Para a Santa Casa da Misericórdia de Lisboa, importa, em primeiro lugar, contextualizar. “Portugal atravessou uma crise económica e financeira muito profunda entre 2011 e 2014. Uma das consequências dessa crise foi o ajustamento em baixa das despesas das famílias. Mas com esse ajustamento, vieram mudanças importantes nos hábitos das famílias, designadamente a redescoberta do espaço público como meio gratuito de fruição e de lazer. Neste quadro, a rede física dos #Jogos Santa Casa assumiu um papel ainda mais relevante como canal de vendas, garantindo a canalização da procura de jogo a dinheiro para esta oferta legal do Estado. Ora, a Raspadinha é claramente um produto de rede física”, explicou um representante.

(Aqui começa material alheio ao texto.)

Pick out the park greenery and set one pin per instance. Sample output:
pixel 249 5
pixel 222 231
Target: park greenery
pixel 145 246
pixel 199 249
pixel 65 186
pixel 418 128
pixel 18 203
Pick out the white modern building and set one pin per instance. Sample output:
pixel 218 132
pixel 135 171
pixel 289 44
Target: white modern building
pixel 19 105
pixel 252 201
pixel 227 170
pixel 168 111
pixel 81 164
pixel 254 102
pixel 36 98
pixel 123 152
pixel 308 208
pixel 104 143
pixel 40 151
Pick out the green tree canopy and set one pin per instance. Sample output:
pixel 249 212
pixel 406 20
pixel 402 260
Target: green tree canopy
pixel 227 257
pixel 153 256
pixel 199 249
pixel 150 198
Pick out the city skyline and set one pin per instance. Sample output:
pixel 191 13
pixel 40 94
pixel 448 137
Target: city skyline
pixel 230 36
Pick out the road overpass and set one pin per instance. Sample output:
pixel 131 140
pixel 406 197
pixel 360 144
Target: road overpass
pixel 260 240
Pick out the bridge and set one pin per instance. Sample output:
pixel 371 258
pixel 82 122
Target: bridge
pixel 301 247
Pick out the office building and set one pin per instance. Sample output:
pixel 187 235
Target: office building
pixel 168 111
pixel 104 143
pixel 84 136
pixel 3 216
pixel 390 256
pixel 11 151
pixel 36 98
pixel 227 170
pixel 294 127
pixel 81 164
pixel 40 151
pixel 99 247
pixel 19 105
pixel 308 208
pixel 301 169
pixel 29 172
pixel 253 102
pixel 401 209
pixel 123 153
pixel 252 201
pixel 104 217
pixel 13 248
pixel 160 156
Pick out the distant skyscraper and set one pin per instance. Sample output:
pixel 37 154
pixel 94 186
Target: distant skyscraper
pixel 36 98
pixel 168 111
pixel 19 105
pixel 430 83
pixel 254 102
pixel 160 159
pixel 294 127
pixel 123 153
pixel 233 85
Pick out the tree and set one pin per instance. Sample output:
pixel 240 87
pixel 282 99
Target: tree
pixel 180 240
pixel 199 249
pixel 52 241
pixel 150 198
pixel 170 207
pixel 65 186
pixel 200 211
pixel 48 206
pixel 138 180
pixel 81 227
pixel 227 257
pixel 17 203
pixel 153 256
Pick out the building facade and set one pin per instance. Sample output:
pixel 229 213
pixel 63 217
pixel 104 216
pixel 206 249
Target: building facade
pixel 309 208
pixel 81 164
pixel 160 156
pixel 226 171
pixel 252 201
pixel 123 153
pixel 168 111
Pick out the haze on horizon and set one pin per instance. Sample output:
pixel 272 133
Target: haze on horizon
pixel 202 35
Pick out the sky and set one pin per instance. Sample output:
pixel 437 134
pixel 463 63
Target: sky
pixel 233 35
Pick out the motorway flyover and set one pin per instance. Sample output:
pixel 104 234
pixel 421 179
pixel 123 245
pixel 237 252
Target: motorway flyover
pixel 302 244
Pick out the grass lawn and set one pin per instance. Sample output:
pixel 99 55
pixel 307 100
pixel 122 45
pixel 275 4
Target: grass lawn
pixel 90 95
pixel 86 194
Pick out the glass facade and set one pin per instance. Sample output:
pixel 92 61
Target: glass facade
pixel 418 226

Além disso, a atribuição imediata dos prémios e a própria dinâmica associada ao jogo ditaram o sucesso desta aposta. Mas existem ainda muitos outros factores, nomeadamente “os baixos montantes de aposta (bilhetes disponíveis a partir de 1€ na rede e 0,50€ no canal online), a elevada probabilidade de obtenção de prémio e a constante inovação que tem apresentado ao longo dos anos, quer com o lançamento de novas tipologias quer de novos formatos físicos do jogo”, acrescentou. Todas estas características foram ainda determinantes no combate ao jogo ilegal, um fenómeno que também se deve “aos contínuos esforços de melhoria de oferta legal de jogo a dinheiro e no combate ao jogo ilegal promovidos pelo Departamento de Jogos da Santa Casa da Misericórdia de Lisboa em conjunto com as autoridades policiais”.

Pela primeira vez, no primeiro semestre deste ano, as vendas da Raspadinha superaram o jogo Euromilhões e isso é, mais uma vez, prova do sucesso desta aposta. “A 30 de Junho do corrente ano, a Raspadinha representava cerca de 48% das vendas brutas dos jogos sociais do Estado”, colmatou.